Well, I guess this means sometime next week I have to bring my Super Nova (with half a$$ ComforTech) back in and reground myself. LOL!


----------



## snapda9 (Dec 25, 2007)

HOw did it group?


----------



## SuckLead (Jul 4, 2006)

It was pretty tight.


----------



## falshman70 (Jul 13, 2006)

It is a very nice shotgun. I used a friend's hunting pheasants in ND. Obviously I wasn't shooting slugs, but it was very comfortable shooting #4 or 5 all day long.


----------



## fivehourfrenzy (Aug 12, 2007)

I'm getting a Supernova tactical with comfortech stock soon...I'm curious to see how well the comfortech reduces recoil.


----------



## SuckLead (Jul 4, 2006)

fivehourfrenzy said:


> I'm getting a Supernova tactical with comfortech stock soon...I'm curious to see how well the comfortech reduces recoil.
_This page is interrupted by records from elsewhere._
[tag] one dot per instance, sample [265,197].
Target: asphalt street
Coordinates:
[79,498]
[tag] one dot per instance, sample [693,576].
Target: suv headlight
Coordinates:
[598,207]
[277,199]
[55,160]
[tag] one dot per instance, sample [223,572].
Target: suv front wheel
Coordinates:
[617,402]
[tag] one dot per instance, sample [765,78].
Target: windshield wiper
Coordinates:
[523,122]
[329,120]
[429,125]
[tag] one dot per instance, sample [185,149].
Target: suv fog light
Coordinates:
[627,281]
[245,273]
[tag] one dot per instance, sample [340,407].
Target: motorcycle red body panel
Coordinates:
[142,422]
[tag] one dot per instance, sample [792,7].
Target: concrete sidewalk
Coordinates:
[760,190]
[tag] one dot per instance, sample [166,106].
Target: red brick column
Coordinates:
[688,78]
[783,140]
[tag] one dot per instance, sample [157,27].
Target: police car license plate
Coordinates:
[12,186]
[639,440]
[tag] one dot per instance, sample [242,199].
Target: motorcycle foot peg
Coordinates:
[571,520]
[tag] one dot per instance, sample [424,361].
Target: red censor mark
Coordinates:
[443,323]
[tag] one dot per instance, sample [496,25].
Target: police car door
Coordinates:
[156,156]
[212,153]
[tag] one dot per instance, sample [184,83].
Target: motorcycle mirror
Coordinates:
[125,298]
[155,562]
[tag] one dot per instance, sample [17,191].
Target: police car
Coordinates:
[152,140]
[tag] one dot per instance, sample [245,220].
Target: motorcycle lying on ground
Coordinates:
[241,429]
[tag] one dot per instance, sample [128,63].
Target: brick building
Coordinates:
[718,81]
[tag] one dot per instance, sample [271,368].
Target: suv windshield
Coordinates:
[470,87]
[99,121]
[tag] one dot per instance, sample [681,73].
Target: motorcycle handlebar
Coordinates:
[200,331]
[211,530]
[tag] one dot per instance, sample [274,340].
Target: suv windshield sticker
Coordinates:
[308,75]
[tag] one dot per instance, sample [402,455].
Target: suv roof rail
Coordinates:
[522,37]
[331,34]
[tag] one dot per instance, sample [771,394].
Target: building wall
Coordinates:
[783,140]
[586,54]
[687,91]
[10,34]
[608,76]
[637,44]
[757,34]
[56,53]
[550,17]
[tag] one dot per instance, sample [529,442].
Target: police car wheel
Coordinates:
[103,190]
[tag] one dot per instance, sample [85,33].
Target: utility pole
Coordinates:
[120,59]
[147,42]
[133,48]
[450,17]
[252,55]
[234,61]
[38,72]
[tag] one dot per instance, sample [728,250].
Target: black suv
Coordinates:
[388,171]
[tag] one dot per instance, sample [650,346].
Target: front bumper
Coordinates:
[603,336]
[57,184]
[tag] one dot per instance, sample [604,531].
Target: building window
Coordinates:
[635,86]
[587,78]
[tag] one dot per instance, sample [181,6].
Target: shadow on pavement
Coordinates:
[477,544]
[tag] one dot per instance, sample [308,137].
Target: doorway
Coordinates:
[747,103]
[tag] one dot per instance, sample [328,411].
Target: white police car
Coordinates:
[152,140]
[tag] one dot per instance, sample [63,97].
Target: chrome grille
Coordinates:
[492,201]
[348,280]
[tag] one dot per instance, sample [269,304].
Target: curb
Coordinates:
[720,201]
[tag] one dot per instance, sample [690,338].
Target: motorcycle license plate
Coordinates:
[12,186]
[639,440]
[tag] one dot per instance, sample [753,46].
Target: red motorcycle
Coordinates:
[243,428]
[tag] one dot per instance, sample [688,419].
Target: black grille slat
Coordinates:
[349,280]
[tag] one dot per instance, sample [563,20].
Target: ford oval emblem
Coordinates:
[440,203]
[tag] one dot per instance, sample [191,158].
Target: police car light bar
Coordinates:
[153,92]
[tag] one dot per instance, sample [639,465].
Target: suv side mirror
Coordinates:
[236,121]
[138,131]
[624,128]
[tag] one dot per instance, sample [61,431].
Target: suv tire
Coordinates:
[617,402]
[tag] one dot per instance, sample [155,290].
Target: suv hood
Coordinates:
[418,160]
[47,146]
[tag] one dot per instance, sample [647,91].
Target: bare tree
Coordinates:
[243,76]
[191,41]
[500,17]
I didn't know they were putting the comfortech on the tactical stocks now. Cool. The comfortech on the supernova isn't done as well as on the super black eagle II, but it really does a very good job anyway. I have a super nova myself and was very impressed with the comfortech.


----------



## fivehourfrenzy (Aug 12, 2007)

No no, the comfortech is comfortech (non-pistol gripped). The tacticals are available in comfortech and steady grip both.


----------